4.1.18

Tiro ao humor

The Breeders, “Divine Hammer”, in https://www.youtube.com/watch?v=tUiP5eyx3NM    
A voz de papagaio, na frente do avião: “senhoras e senhores passageiros, tomem atenção a esta promoção imbatível: o perfume (nome da marca) a vinte e nove euros e noventa e nove cêntimos. Aproveitem. Aconselho o perfume.” E junta, num leve tom sarcástico, mas indisfarçável: É o que levo de prenda para a minha mulher sempre que ela faz anos”, seguido de gargalhada breve, mas farta, de como quem é o primeiro a rir-se da graçola de sua autoria, tomando as rédeas do riso em cadeia dos que são contaminados pelo ufano estado do indivíduo.
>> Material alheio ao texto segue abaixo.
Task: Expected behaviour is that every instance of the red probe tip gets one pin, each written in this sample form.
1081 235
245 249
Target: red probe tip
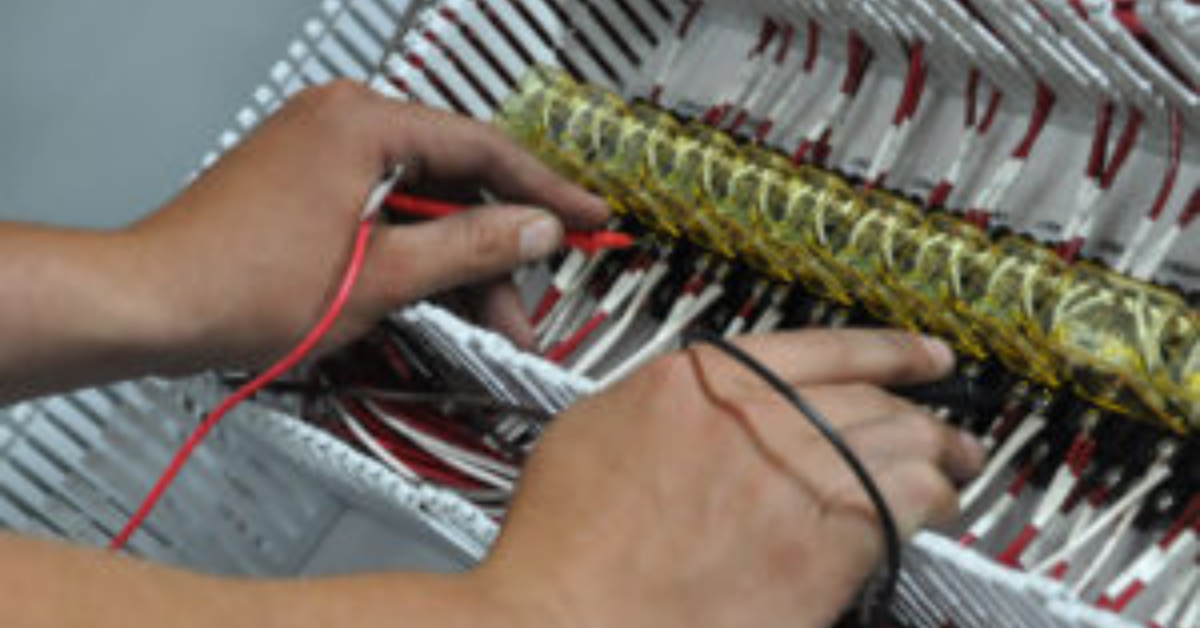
600 240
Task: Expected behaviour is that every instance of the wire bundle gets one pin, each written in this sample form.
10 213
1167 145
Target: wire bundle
1123 345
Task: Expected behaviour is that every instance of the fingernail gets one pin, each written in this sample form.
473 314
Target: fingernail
540 237
973 449
941 353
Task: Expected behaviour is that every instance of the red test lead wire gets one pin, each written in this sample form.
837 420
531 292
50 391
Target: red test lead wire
214 418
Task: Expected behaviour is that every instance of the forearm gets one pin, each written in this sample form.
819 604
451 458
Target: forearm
82 307
47 585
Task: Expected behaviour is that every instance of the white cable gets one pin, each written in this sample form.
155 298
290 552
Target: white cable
611 336
1025 432
575 271
475 466
1156 476
1105 554
379 452
772 316
564 314
666 335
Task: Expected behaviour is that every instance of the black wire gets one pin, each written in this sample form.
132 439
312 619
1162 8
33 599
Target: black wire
877 598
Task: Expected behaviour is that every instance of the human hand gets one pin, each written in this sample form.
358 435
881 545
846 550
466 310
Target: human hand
250 253
694 496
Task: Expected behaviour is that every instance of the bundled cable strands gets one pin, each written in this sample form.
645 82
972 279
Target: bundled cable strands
1127 346
996 114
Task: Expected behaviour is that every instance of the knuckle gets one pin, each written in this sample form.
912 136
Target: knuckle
931 491
670 374
487 240
925 434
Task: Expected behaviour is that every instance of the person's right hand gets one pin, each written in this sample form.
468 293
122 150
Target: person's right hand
693 495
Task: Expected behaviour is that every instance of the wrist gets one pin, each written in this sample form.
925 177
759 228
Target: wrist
384 600
159 316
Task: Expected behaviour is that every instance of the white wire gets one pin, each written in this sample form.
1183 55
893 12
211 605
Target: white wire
1107 551
1156 476
610 339
478 467
669 334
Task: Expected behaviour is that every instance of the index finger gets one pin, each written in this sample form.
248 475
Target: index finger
451 147
850 356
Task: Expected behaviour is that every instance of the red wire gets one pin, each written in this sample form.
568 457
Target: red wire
1045 102
1173 166
558 353
1125 148
912 87
1192 211
318 332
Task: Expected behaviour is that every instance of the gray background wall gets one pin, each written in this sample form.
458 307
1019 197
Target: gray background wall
106 106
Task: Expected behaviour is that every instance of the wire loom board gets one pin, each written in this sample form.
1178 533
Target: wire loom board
72 468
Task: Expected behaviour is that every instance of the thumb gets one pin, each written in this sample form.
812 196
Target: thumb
417 261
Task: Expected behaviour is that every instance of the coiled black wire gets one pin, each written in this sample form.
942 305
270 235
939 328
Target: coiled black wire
879 596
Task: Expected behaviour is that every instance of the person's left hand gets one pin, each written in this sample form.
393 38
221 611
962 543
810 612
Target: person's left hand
251 252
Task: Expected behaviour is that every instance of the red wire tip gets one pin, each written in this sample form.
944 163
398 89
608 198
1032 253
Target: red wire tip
600 240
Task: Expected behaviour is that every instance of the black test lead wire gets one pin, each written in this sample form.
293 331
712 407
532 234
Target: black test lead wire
879 596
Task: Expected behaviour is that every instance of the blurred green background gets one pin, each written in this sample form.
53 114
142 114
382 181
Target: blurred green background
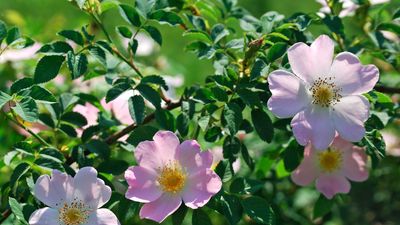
375 202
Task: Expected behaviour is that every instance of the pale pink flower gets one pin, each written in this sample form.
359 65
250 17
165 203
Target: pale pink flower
169 172
72 201
323 95
332 169
349 6
16 55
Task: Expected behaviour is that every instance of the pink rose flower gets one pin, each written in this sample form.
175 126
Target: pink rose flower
72 201
169 172
323 95
332 168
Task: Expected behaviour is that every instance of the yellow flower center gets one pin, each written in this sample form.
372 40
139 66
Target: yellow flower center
172 178
330 160
73 214
324 92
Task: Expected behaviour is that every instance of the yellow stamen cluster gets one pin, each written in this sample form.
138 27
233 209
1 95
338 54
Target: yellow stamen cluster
172 178
75 213
324 92
330 160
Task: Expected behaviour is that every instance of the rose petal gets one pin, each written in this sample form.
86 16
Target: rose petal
307 171
55 190
351 76
90 189
142 185
317 126
161 208
102 217
157 153
44 216
349 116
330 185
200 188
289 95
191 158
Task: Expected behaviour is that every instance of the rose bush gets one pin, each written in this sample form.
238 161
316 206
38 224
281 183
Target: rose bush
108 138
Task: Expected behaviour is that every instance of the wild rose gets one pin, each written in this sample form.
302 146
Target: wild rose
72 201
169 172
322 95
332 169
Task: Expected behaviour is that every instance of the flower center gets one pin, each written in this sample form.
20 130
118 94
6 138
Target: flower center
172 178
324 92
330 160
73 214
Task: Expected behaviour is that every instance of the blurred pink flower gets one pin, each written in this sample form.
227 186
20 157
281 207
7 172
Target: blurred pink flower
332 168
322 95
72 201
15 55
169 172
349 6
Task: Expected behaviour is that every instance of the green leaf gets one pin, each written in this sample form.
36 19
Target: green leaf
58 47
48 68
42 94
141 133
21 84
179 215
98 147
150 94
322 207
99 54
292 155
259 68
13 34
4 98
124 31
196 35
218 31
130 14
276 51
18 172
233 117
3 31
27 109
259 210
16 208
165 119
113 166
265 130
231 208
154 33
145 6
74 118
247 158
49 163
116 91
72 35
168 17
137 108
199 217
389 27
182 123
154 79
77 64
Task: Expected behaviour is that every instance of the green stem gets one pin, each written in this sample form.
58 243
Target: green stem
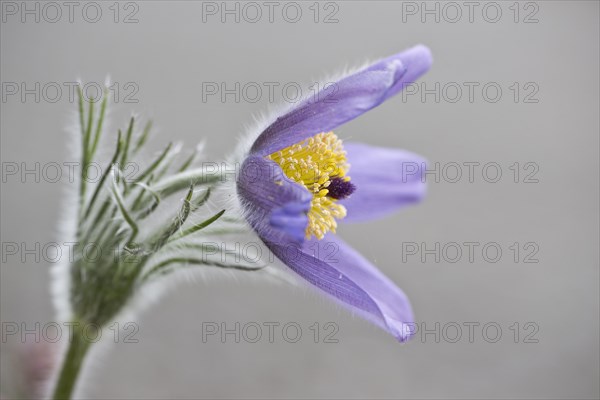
77 349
Minutos depois, o comissário de bordo toma conta do microfone outra vez, para anunciar nova venda que não é de desaproveitar: “não conseguem encontrar o creme facial a este preço em lado nenhum. Ainda hoje de manhã, quando fui ao (nome do supermercado) comprar pão, vi este creme ao dobro do preço”, ao que se seguiu nova gargalhada em ato de propagação do riso aos demais.
Dir-se-ia, pelo bruaá de gargalhadas: grande parte dos passageiros embarcaram na gargalhada. O comissário de bordo enganou-se na profissão e devia ensaiar o stand-up comedy. E dou comigo atormentado pela aparente falta de sentido de humor que me assaltou – ou então, não terei atribuído crédito às capacidades humorísticas do comissário de bordo. Não vem mal nenhum ao mundo quando a boa disposição é critério cardeal. Também não há contrariedades que se oponham ao humor. Terá, é certo, de preexistir sentido de humor, ou a comunicação entre o remetente e o destinatário não tem seguimento e o humor acaba gorado num pouco mais do que um onanista exercício do putativo humorista, ou num confrangedor instante em que o único que se ri é o humorista fracassado. Também é certo que o humor é reflexo da subjetividade que nele se encerra. Voltando à casa da partida: fiquei sossegado, caso me fosse dado a perceber que o sentido de humor (ou a capacidade para o deter) de mim estaria ausente; o problema estava no mau intérprete e na escassa qualidade do seu sentido de humor (pelo menos pelos meus padrões, certamente questionáveis).
E que assim não fosse: admita-se, por especulativo exercício, que andaria apartado do sentido de humor, porventura mergulhado numa sorumbática existência que me impedisse sequer de esboçar um sorriso ou de reconhecer credenciais de humor a quem o ensaiasse com denodo. Que mal vem ao mundo se alguém se encerra na sua circunspeta maneira de ser? Sobejam duas hipóteses de resposta: ou se trata de alguém que não tem razões para sorrir ao mundo que o rodeia – e mais ninguém tem a ver com assunto; ou trata-se, apenas, de aplicar um critério exigente quando alguém nos tenta invadir com humor de escasso jaez.
No primeiro caso, destrua-se o preconceito: não temos de estar permanentemente de bem com a vida e com o mundo que nos rodeia. Essa embriaguez de otimismo antropológico é uma farsa. O mundo está apinhado de deformidades. No segundo caso, o exigente critério deve ser louvado. O humor, como tudo na vida, deve ser aplaudido quando é merecedor de encómios. Caso contrário, se tudo for humor, até os circenses personagens que confundem o (seu) sentido de humor com o (seu) risível desfile na passerelle do entretenimento alheio, o humor deixa de ser humor, liquefeito pela sua banalização.